Tuesday, March 27, 2007

Great Potential for Property Related Profit in Malaysia

Great Potential for Property Related Profit in Malaysia


Well, we’re not the only ones hot on Malaysian property at the moment it seems – Deutsche Bank are right there with us and their chief Asian strategist in Hong Kong Mark Jolley recently went as far as saying that he ‘likes pretty much anything that’s a property play in Malaysia’ at the moment.

In this article we explain exactly why there is great potential for property related profit in Malaysia at the moment and what the longer term prospects are for the market.


Malaysia offers a far lower cost entry point into the regional market compared to other favourites such as Hong Kong and Singapore and this point alone means that it immediately stands out and demands closer inspection.

Upon closer inspection buyers and investors will realise that recently the Malaysian government have made good on their promise to promote foreign direct investment enhancement in the real estate sector by making it far easier and more attractive for foreign buyers to purchase property in Malaysia.

This is expected to push up international demand for property in Malaysia, and the predicted demand increase is expected to result in a firming up and increase of real estate prices in the most popular and affluent parts of the country.

On paper at least it is now considerably simpler for an overseas buyer to purchase multiple properties and profit from them by letting them out for example. (We say ‘on paper’ because some of the legislative changes are slow to seep into the practical, every day bureaucratic system.)

The changes that have been made mean that a foreign buyer can now purchase multiple property units, each costing in excess of MYR 250,000 (1 MYR = approx 0.286 USD) without requiring permission to do so from the Foreign Investment Committee and that there are no restrictions on usage of property units – i.e., they can be rented out and an income can be derived from them for example.

This has certainly resulted in an intensification of foreign interest in the property market in Malaysia.

Note - two local issues that remain obstacles to investment commitment and which need to be addressed are the fact that real estate loan approvals take too much time to reach completion and that at state level, property transfer permissions can take up to five months to go through.

Other factors that are positively in Malaysia’s favour when an investor is looking at the appeal of a given nation before making a financial commitment to it are the facts that the nation is considered to be politically stable and socially secure; furthermore Malaysia may be ‘truly Asia’ and a location of stunning contrasts of experience and scenery but it is also a nation with Western standards and one in which international expatriates adapt and settle easily.

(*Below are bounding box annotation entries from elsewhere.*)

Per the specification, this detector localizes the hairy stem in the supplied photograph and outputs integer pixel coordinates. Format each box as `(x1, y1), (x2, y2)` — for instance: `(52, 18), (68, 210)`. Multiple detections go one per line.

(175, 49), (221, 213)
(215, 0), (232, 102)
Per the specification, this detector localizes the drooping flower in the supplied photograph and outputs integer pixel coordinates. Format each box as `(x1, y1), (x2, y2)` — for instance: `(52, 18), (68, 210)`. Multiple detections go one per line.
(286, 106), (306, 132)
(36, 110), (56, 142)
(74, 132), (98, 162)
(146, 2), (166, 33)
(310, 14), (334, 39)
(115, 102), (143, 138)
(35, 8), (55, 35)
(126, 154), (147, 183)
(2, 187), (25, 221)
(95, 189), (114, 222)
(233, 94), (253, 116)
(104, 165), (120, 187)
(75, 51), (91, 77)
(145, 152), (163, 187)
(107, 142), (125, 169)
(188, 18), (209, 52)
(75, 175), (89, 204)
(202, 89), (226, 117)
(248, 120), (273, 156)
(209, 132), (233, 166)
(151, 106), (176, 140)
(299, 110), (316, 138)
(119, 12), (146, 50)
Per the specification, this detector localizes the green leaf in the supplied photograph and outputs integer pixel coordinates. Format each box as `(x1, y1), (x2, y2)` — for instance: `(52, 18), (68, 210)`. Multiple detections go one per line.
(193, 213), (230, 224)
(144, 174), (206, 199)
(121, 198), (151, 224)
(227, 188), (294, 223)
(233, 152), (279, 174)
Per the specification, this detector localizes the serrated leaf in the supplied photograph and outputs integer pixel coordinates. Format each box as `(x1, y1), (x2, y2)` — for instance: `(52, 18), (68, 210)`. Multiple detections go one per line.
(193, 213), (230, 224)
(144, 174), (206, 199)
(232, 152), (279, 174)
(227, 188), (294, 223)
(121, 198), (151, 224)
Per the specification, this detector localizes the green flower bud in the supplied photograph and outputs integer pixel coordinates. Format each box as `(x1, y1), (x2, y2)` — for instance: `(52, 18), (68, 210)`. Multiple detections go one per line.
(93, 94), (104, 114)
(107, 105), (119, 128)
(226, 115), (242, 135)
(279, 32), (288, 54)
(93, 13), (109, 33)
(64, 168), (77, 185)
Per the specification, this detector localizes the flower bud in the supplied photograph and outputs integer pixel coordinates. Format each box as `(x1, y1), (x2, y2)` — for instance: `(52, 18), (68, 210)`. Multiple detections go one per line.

This has always raised its appeal greatly with foreign companies looking for a regional presence by the way…

Returning to Deutsche Bank’s position on Malaysia at the moment, Mark Jolley believes that there is a boom impending and that stocks related to the property industry in Malaysia will be among the best performing assets in Asia this year.

His outlook is based in part on the pattern that interest rates are taking in Malaysia at the moment with the central bank recently keeping levels at 3.5% for a sixth consecutive update. This confirms that inflation has eased sufficiently to allow for more borrowing activity and in fact, the government is potentially at the point where they will be actively seeking an increase in domestic activity.

Finally – while we’re hot on property in Malaysia it’s not really a market for a quick turn around for profitability purposes – i.e., anyone contemplating Malaysia should see it as a medium to long term bet in our humble opinion.